With His breath in my lungs I am coming undone.
And he set me on fire and I am burning alive.
With his breath in my lungs I am coming undone.
And I cannot hold it in, remain composed.
Love's taken over me, so I propose the letting myself go.
I am letting myself go."These lyrics are from one of David Crowder Band's songs entitled "You Are My Joy," and they have been the anthem of my heart this week. I was writing in my journal and reflecting on how the Lord is moving in my heart right now and the words of these songs burned in my mind.
I was at my small group and we were reading through the passage in Ezekiel about the valley of dry bones and how the Lord pieces together the bones and then breathes life into His new creation. This image of God's breath giving birth to new life is simply amazing to me. In the story, the bones are brought together to form a body, but until the Lord breathes the breath of life into them, they are still dry and dead. To me, the dry bones in my life are not simply things that are absent from my life or relationship with God. In fact, I think many of the things I would identify as dry bones are actually gifts and passions that the Lord has created uniquely in my heart that are not filled with vitality and the fullness of life. Let me explain what I mean.
God has given me a heart for a lot of things - I am passionate about relationships and figuring out how I can better love my neighbors. I have empathy for the pain and need that is so ubiquitous - but so often I stop short of compassion and settle for charity. I believe that God breaks our hearts for the things and causes that break His heart, but He does not stop there. It is not enough for my heart to ache for the pain and brokenness that are all around - God is calling me to step out in faith and put my love into action. My desire is that I would allow God to transform my desires into action and learn to love others better.
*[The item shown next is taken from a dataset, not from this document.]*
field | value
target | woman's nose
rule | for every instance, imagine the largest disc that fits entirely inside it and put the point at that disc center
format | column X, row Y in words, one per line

One of the questions in our discussion on the passage in Ezekiel was "What prevents the dry bones in your life from being restored?" As soon as I read the question I knew the answer - fear. I am crippled by fear of so many things, none of which are bigger than God, but I let myself believe they are. The fear of being wrong, of failing, of being judged, of being rejected, of being labeled, or of being forced into a mold, of being made uncomfortable, of being drawn out of my comfort zone, of the unknown, and even the fear of being right and knowing that if I am then my life should look radically different than it does right now.
These are just a few of my fears, but I can rest in the fact that God is sovereign over all of them, and He is the ultimate power and authority in my life. He is bigger than my fears and He is the one who breathes life into my dry bones. And so, as the lyrics of the song suggest, I propose letting myself go. Letting go of all my fears and apprehensions as I seek the Lord and try to figure out how I can love and serve Him with reckless abandon because nothing else in this world has any value outside of Him. His breath is in my lungs and I am coming undone in the most beautiful way imaginable.